America, on the other hand, considers that she has been overstocked with undesirable elements; that her dream of the melting-pot of assimilating the various races, colors, grades of mentalities through education by an American type of intelligence, has not succeeded. She now regrets her mistake, and has established a rigid system of immigration barriers for her own national and racial protection; and one can assume that from the Immigration Act of 1924, the United States Government recognizes that there is a population problem in this country; that the resources of the land are limited; that unrestricted population increase through unrestricted immigration is bound to invite disaster to the social and racial life of the country. Consequently, a bar is raised to the free entrance of aliens into the United States, and even, when by the quota such aliens are given permission to enter the country, there are still social considerations to be grappled with.
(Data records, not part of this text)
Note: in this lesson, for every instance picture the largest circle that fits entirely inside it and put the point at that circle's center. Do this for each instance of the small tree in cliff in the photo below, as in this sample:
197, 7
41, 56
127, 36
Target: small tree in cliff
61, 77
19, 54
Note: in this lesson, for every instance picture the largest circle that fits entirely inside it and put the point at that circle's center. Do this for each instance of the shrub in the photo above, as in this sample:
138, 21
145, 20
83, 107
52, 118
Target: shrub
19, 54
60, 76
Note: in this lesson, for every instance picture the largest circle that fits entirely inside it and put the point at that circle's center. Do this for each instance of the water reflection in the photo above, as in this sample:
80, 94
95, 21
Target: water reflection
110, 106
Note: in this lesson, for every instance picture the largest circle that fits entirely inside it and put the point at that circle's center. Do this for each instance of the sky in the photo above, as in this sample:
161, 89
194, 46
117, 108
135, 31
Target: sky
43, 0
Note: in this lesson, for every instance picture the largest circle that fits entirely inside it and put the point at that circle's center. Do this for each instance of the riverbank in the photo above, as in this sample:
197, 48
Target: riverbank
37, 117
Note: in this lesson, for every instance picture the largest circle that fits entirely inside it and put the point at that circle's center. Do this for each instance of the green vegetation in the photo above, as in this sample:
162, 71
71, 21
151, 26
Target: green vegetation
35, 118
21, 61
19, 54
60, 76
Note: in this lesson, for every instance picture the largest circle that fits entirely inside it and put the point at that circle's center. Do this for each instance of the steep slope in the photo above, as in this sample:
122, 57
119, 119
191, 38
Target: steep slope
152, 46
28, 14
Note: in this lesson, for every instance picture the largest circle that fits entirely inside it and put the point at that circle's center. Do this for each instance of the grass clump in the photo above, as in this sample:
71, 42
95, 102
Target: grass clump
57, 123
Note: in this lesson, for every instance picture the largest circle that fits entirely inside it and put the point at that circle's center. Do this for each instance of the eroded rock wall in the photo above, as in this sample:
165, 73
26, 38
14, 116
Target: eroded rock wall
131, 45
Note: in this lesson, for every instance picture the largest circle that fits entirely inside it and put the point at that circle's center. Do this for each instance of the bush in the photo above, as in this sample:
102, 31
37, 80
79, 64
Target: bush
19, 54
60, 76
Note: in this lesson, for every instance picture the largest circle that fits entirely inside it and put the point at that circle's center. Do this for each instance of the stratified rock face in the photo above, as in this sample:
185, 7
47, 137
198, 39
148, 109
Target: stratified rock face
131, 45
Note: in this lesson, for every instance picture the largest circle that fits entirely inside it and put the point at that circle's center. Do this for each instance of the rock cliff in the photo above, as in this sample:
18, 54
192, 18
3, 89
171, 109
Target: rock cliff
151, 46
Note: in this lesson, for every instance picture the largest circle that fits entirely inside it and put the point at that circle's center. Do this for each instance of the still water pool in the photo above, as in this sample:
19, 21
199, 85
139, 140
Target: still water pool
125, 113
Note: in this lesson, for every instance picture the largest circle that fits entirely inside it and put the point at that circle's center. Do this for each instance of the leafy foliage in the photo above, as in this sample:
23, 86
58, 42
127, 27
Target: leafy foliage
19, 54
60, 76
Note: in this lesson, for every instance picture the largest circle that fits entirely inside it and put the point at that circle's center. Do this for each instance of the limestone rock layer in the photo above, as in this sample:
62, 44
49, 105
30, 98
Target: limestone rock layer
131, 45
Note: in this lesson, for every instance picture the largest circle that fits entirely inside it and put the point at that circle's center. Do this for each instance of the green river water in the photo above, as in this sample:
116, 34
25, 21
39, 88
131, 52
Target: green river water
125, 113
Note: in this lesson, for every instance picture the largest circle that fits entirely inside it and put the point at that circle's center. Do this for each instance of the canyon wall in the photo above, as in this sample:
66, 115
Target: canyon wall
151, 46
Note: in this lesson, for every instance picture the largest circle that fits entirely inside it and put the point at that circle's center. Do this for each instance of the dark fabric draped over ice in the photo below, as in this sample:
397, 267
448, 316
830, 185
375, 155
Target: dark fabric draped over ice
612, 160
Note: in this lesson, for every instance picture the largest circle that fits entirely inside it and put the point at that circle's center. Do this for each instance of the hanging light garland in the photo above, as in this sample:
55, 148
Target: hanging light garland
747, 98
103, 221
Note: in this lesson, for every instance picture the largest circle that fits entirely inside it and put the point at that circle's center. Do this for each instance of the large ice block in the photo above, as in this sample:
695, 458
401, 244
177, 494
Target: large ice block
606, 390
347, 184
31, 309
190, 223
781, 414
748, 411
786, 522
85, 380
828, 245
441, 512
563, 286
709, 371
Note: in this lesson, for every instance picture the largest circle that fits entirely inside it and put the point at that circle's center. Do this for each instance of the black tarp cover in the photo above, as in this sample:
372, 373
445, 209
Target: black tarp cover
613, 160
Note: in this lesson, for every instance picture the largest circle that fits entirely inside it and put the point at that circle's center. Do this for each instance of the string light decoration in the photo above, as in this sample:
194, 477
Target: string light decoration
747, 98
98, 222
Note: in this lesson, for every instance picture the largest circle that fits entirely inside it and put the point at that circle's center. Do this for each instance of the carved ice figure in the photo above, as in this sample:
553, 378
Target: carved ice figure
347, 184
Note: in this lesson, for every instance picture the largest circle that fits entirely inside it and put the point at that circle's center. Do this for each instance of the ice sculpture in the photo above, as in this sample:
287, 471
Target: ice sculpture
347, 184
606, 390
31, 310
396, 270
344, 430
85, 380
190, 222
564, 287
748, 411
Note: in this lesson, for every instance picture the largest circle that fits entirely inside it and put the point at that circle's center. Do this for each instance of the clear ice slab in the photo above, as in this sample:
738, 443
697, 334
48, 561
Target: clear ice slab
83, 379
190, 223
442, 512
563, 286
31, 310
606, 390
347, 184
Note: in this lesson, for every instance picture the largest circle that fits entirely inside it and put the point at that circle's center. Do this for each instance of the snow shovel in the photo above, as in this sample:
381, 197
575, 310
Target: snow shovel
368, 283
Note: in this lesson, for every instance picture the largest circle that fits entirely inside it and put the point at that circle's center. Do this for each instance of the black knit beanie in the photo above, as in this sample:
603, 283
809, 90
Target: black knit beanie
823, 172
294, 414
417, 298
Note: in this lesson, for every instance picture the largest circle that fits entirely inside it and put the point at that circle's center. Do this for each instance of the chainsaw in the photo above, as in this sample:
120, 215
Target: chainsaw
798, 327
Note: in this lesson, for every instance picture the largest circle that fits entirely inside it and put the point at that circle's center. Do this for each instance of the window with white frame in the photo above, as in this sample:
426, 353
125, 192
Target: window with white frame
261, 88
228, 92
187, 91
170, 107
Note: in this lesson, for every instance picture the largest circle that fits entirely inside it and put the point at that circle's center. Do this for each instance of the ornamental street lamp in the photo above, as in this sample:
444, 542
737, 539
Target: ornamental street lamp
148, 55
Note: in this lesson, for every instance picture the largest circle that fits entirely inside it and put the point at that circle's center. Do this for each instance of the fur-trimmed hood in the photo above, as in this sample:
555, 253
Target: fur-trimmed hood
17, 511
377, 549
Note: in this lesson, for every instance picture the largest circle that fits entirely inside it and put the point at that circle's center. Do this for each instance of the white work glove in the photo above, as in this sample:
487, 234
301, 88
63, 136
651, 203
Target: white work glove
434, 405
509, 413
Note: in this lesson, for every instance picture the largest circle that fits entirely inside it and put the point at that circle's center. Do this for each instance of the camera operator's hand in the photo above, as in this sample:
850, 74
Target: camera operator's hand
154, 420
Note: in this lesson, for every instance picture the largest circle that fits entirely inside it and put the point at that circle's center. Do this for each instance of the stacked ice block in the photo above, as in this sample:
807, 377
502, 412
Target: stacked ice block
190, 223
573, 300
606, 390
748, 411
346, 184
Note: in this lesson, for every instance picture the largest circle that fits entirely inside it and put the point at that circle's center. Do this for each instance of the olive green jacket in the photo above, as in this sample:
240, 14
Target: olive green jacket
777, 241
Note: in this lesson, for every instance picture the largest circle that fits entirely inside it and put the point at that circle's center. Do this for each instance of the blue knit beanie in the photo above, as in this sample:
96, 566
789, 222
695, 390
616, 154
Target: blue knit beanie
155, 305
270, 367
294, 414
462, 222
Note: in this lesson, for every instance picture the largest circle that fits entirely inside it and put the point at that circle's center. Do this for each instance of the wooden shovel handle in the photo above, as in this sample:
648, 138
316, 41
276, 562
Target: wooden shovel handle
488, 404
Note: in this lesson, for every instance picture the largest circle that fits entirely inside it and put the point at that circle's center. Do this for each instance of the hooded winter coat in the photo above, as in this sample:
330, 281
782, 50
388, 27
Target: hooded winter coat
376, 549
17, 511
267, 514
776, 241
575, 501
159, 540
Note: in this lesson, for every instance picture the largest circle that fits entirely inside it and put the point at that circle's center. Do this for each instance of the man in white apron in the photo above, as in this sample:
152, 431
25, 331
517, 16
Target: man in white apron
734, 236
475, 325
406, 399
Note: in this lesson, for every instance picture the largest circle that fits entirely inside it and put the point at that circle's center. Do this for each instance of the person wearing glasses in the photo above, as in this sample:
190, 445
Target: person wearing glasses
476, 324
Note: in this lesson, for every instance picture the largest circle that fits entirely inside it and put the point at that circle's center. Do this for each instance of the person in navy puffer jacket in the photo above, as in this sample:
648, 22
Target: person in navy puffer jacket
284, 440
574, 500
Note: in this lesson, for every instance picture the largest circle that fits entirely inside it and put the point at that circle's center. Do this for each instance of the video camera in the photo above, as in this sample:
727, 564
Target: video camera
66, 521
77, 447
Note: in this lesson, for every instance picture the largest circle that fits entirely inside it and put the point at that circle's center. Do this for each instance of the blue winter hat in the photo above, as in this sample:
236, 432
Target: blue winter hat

The government claims the right to exclude immigrants whose condition is likely to be a source of danger to the well-being and happiness of the country. Thus there are excluded all idiots, imbeciles, feeble-minded persons, epileptics, insane persons, persons of psychopathic inferiority, persons afflicted with tuberculosis in any form, or with any loathsome, dangerous or contagious disease, paupers, professional beggars, vagabonds, persons likely to become a public charge, polygamists, anarchists, criminals, prostitutes, or persons coming to U.S. for purposes of prostitution, or for any other immoral purpose. There are also provisions for the exclusion of illiterates, or of persons 16 years of age, physically capable of reading, but who cannot read English or some other language. All are refused admission into U.S.A. The procedure for the enforcement of these restrictive and selective measures is mandatory. Detailed regulations are laid down for the examination of these immigrants before entry, and for their deportation in case of exclusion.

The government goes even further than this, for even after entrance the government reserves the right to pursue the policy of selection in such cases of criminals or those who have become a public charge--even five years after entry--are liable to deportation at any time.

In no other immigration country is the restrictive policy carried out so far as in U.S.A. This rigid policy of the U.S. Government is the result of its short-sightedness in the past, for while this government never openly encouraged immigration, she took up a neutral attitude toward the question until 1914. She was much like the parents who--not really knowing what shall happen if their family continues to grow--nevertheless do nothing to prevent it. She now has had to adopt a negative, selective quota where she might have in the past adopted a positive, selective quota, and this country would today have been in a position to deal intelligently with some of the intricate problems that she is today unable to face.